I have asked myself this question maybe a hundred times in the almost two months since I decided to finally honour a calling to walk The Camino or The Way of St James.
Firstly, let it make it very clear, this is a very special 500 miles. The Camino is an ancient path that has been followed my many for lots of reason over thousands of years. Very early on it was a trading route, linking northern Africa to central and western Europe. Although there is no documented evidence, it is also said to have been of significance as is follows a powerful ley line that is in direct alignment with the Milky Way. It became a religious pilgrimage following the burial on St James in Santiago De Compostela, and was the route followed by pilgrims during the time of the Crusades.
Its current form is very much as a Christian pilgrimage, if one walks the route, and has sufficient stamps in one’s Pilgrims’s Passport, one receives an absolution of all ones sins. I am not religious at all – for me the call is a spiritual one. For no reason that makes any sense to me, I knew when I read Shirley MacLaine’s book, The Camino, more than 10 years ago, that I would walk this path “one day”. I have read numerous books on the topic, and was given a detailed guidebook as a gift about seven years ago. My desire never waned, and now I am answering that call and start The Camino from St Jean Pied de Port on September 5th 2013.
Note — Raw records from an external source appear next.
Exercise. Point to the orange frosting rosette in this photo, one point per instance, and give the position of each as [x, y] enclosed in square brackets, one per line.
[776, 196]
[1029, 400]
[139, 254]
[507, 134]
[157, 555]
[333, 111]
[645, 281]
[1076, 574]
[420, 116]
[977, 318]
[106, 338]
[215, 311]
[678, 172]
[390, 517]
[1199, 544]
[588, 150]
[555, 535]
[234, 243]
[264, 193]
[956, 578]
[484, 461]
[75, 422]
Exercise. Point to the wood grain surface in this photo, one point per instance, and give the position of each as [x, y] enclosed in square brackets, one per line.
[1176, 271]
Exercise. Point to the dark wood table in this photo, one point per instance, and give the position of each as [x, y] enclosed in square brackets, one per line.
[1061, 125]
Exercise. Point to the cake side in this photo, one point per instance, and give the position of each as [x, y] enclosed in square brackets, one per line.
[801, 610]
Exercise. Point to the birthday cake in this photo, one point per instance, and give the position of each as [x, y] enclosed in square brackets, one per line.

To me, it is this calling that renders one a pilgrim, and the journey a pilgrimage. To me a pilgrimage is a sacred journey and a spiritual quest. It is at some level, something to be conquered, although I suspect it is really my mind that will be conquered. A pilgrimage or sacred journey is one that requires faith, trust… and a little bit of stardust.
I know I will face many challenges along the way, some physical, some spiritual… however the significant majority will be mental. I also know that the woman who starts this journey will not be the woman who finishes it. It will be a life changing experience, and part of the apprehension that is mixed in with the excited anticipation is wondering who this woman will be, and what life will hold for her on her return.
I invite you to share in my experiences, insights and learnings along the way – the journey has already begun – it did the moment I made the commitment to walk The Camino in September.
I am giving thanks for a “Buen Camino” – which literally means “right path” – that this journey will be the right path for me, and I will truly benefit from every experience I have along the way.